After months of market turmoil, Greece’s government succumbed to reality and asked for a $60 billion bailout from its Eurozone compatriots and the International Monetary Fund. The rescue, once it is finalized, will likely calm markets for a while, since it will at the very least ensure Greece won’t default on its massive pile of sovereign debt in the short term.
I’d like to be the bearer of good tidings (for a change) and declare the Greek debt crisis officially over. But unfortunately I can’t. Greece is far from out of the danger zone. And for that matter, neither is the entire Eurozone. The Greek debacle is raising some serious questions about the future of Europe’s monetary union, questions, I fear, the Europeans aren’t really prepared to answer.
First, Greece’s immediate future looks ugly. IMF bailouts are not an automatic fix. I covered the Asian financial crisis of 1997 in Seoul, South Korea, and the IMF package set in place for that country only calmed markets for a few days before they resumed their downward spiral. Simply having the IMF around wasn’t enough to convince international investors and bankers that Korea was a safe place to invest money. Greece’s circumstances are different – Korea was facing a financial crisis, not a sovereign debt crisis — but the point is the same. Investors had to be convinced that (1) the international community was really, truly backing Korea’s solvency and (2) that Korea was willing to make the necessary reforms to rebuild its economy.

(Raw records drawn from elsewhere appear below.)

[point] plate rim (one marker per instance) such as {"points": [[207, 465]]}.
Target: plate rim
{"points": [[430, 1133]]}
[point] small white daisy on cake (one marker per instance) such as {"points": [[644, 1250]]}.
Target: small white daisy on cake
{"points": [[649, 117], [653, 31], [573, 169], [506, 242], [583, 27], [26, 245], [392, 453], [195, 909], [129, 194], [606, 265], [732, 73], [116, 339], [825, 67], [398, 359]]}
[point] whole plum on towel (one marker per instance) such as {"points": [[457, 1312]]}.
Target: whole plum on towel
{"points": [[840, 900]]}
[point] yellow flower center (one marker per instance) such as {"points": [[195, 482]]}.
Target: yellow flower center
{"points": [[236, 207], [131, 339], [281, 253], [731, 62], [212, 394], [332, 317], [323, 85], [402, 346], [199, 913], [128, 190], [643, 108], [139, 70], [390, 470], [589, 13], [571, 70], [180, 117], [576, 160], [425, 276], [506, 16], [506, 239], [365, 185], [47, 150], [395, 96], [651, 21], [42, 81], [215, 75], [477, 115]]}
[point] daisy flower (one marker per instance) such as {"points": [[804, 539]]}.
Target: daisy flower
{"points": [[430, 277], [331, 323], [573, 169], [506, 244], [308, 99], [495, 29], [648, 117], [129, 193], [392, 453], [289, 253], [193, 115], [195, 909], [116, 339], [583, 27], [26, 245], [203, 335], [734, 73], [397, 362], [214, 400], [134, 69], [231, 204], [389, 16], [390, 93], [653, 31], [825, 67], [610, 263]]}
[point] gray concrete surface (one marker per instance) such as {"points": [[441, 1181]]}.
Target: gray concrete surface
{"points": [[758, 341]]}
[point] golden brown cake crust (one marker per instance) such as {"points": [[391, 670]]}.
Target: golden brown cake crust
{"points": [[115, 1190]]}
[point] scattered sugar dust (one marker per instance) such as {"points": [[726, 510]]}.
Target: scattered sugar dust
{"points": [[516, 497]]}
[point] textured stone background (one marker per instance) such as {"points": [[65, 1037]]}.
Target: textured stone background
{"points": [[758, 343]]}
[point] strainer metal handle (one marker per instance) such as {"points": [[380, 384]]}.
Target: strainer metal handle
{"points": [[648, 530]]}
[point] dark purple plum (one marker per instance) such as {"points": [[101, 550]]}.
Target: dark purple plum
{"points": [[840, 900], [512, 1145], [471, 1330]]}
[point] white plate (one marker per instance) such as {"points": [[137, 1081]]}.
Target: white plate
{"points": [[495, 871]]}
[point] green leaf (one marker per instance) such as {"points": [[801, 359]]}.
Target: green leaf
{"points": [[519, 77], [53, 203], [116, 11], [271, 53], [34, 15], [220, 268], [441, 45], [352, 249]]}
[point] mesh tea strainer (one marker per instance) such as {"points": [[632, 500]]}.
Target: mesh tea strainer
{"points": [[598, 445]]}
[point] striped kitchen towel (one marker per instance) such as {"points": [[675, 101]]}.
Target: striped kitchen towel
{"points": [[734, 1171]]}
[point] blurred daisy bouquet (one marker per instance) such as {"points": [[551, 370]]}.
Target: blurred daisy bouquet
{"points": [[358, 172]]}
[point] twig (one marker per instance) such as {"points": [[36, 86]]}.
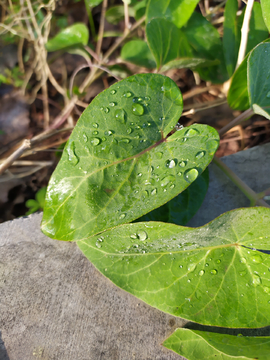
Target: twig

Unfortunately Greece and the Eurozone still have some major confidence-building left to do. The Europeans have so far shown only a grudging willingness to step in and help Greece, and public sentiment in countries such as Germany is clearly dead set against bailing Greece out. I’m guessing that investors will remain nervous until they’re absolutely certain bailout funds aren’t going to get bogged down in a European political quagmire.
There’s likely even less confidence that Athens can fix up its own fiscal mess. The IMF is likely to impose some pretty harsh conditions on Greece – steep budget cuts and other economic reforms — in return for its bailout cash. If Athens can’t meet those requirements, the money will stop flowing, and the default crisis starts all over again. With the degree of economic pain the IMF conditions are likely to cause, and the vociferous opposition to any austerity package in Greece, it is still very unclear if Athens can put itself on a long-term path to health, even with IMF backing.
But what worries me even more is that the Europeans don’t seem to be asking the really hard questions, about why Greece got into such trouble, and what Greece’s problems tell us about the entire single-currency experiment itself. Monetary union was supposed to bring strength and stability to Europe, to help the region compete with the U.S. and a rising Asia. It was supposed to boost investment and help the poorer members benefit from greater integration with the rest of Europe. But now that Greece has gone begging to the IMF, we have to ask: Is monetary union delivering what it was promoted to do? And if not, why not?
Of course, it’s easy to blame Greece for its own problems, that Athens financially mismanaged its affairs and created its own debt bomb. But at the same time, there are two Eurozones emerging, one with stronger economies (Germany, France), the other with a bunch of debt-ridden basket cases (Greece, Spain, Portugal). There is simply too much disparity between Eurozone countries. You have a Netherlands with unemployment at around 4% sharing the same currency with Spain, which has a jobless rate at 19%. While countries like Greece run large current account deficits, others, such as Germany, run big surpluses. Some parts of the Eurozone are just not as competitive as others, and being part of the Eurozone isn’t helping them become more competitive.
The steps being taken to solve the Greek crisis today are not in any way changing that bigger picture. Despite the lessons that should have been learned from the Greek debacle, there’s no movement towards dealing with the Eurozone’s weaker members in any fundamental way. Clearly there is a need for the Eurozone nations to get together and start proactively handling the debt problems of other members to avoid more Greek-style meltdowns in the future. But even more, what Greece, Spain, Portugal and others need isn’t bailout money from the rest of Europe, but the investment and jobs that would create healthier economic growth, increase tax revenue and take pressure off government budgets. What the Eurozone needs is a more comprehensive effort to encourage richer European nations to invest in and support the poorer ones. Until something like that happens, the Eurozone will remain unstable.